The SaaS giant said that it had been tracking an increase in threat actor activity targeting misconfigurations of publicly accessible sites built using its Experience Cloud platform.

“Specifically, we have identified a campaign in which malicious actors are exploiting customers’ overly permissive Experience Cloud guest user configurations to potentially access more data than targeted organizations intended,” it explained.

The group has been using a customized version of an open source tool originally developed by Mandiant (Aura Inspector) to perform mass scanning of the /s/sfsites/aura API endpoint. The tool apparently identifies vulnerable CRM objects and extracts data from misconfigured endpoints, Salesforce said.

“Data harvested in these scans, such as names and phone numbers, is often used to build follow-on targeted social engineering and vishing (voice phishing) campaigns,” it continued.

Read more on ShinyHunters campaigns: New Data Theft Campaign Targets Salesforce via Salesloft App.
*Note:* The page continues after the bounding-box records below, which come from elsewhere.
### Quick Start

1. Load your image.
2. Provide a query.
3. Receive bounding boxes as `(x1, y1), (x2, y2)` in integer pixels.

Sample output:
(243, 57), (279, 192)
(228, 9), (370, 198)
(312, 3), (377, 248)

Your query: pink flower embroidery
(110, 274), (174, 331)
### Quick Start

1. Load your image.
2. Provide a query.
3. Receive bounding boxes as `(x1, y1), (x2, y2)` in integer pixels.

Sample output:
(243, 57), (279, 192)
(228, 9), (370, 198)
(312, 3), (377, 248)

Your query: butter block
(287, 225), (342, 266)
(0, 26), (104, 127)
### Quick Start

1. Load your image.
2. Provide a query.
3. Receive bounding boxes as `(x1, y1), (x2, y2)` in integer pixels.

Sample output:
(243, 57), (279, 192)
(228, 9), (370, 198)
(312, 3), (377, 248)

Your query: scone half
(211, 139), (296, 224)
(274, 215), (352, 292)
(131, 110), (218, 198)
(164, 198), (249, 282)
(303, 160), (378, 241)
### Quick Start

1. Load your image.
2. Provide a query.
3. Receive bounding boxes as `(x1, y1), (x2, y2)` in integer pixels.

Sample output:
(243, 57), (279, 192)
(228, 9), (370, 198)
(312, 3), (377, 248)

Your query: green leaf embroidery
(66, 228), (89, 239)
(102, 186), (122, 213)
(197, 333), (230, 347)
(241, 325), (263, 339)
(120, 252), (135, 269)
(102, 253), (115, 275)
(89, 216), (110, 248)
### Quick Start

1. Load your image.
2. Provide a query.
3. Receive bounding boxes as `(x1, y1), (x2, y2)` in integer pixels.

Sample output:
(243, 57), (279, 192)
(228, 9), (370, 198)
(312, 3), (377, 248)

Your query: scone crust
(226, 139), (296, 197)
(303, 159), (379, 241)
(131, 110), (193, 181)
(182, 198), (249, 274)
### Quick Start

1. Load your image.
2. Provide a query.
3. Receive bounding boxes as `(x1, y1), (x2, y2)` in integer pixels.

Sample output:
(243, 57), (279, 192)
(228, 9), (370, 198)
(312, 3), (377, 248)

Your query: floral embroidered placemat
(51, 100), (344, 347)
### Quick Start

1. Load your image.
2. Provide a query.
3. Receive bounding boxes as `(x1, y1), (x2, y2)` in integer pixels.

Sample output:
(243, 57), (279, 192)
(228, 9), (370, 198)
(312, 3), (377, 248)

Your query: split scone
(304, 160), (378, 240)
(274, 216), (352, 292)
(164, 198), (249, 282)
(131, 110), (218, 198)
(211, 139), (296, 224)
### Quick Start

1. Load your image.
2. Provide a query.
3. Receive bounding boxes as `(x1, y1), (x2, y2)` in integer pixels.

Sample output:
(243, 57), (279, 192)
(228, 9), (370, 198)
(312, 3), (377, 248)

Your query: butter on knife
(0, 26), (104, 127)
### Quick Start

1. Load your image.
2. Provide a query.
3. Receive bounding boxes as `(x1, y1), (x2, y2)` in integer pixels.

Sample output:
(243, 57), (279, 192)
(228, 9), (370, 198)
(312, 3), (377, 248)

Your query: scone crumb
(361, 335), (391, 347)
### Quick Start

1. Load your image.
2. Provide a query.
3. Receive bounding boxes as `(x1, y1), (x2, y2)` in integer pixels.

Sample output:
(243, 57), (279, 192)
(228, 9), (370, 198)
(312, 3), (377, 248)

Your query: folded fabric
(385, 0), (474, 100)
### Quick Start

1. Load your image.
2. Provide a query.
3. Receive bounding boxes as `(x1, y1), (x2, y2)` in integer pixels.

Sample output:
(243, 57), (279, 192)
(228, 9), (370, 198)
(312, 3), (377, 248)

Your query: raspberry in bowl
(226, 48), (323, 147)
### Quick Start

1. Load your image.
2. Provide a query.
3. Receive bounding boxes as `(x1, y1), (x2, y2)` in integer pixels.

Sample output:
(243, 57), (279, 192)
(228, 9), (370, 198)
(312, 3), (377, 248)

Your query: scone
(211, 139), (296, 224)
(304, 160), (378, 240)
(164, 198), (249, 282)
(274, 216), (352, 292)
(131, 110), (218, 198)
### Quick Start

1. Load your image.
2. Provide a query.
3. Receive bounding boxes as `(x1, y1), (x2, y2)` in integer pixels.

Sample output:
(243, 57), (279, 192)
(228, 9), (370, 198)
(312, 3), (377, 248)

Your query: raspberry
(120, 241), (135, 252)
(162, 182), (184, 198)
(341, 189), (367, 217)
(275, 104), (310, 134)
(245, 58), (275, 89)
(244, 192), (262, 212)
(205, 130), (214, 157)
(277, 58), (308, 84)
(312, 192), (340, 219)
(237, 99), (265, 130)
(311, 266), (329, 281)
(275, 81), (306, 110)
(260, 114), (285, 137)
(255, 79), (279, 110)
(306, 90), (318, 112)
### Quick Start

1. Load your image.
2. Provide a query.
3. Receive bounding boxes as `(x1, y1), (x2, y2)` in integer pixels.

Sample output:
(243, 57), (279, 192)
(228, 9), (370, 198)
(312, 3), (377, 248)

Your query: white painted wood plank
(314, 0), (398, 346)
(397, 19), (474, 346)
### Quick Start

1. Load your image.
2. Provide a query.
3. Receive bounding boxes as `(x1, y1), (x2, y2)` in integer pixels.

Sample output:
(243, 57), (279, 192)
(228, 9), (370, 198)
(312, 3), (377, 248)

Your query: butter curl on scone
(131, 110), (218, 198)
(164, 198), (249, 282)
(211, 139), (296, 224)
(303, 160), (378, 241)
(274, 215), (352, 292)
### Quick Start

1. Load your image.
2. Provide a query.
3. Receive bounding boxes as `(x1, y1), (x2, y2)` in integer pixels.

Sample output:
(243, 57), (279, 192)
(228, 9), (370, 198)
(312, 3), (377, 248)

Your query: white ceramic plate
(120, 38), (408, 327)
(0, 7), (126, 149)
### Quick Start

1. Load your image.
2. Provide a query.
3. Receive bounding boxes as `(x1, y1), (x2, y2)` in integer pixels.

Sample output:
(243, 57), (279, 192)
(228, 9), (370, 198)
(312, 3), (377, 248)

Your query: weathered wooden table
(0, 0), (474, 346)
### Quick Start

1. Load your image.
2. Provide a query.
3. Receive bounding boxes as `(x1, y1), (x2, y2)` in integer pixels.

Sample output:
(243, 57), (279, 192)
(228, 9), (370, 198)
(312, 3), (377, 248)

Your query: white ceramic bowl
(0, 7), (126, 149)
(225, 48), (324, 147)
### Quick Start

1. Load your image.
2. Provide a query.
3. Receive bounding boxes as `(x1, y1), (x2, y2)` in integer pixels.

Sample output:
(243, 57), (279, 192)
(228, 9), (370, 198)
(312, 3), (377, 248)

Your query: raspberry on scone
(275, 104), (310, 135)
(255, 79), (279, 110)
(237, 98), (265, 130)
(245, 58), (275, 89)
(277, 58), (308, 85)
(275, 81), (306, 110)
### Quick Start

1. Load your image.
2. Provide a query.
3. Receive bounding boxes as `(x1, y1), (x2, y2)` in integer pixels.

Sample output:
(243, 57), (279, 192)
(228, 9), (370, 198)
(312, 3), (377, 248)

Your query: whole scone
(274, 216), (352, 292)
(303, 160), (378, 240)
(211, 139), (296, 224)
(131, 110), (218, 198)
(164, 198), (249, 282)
Salesforce was at pains to point out that the threat actors are exploiting a “customer-configured guest user setting, not a platform security flaw.”

ShinyHunters Gives a Final Warning

The infamous ShinyHunters group has claimed responsibility for the campaign. In screenshots from its leak site published on X (formerly Twitter) it claimed to have breached “several hundreds” of companies.

It claims to have compromised around 400 websites and 100 “high-profile companies."

That would suggest that it did indeed use the contact details cited by Salesforce and obtained via the website intrusions in order to perform follow-on social engineering, network intrusions and wider data theft.

Salesforce Urges Immediate Action

Salesforce claimed that any Experience Cloud customers that are using the guest user profile and have configured permissions “to allow public access to objects and fields not intended to be publicly available” could be affected.

It urged these customers to:

  • Audit guest user permissions and enforce a least privilege access model to ensure these profiles are restricted to the “absolute minimum” objects and fields needed for the site to function
  • Ensure the Default External Access for all objects is set to “private”
  • Uncheck “Allow guest users to access public APIs” in site settings and uncheck “API Enabled” in the guest user profile’s System Permissions
  • Uncheck “Portal User Visibility” and “Site User Visibility” in Sharing Settings to stop guest users from enumerating internal organization members
  • If the site does not require unauthenticated visitors to create their own accounts, disable self-registration
  • Review Aura Event Monitoring logs for unusual access patterns 

​ShinyHunters has a long track record of going after Salesforce customers, having targeted their instances on multiple occasions in connected campaigns last year.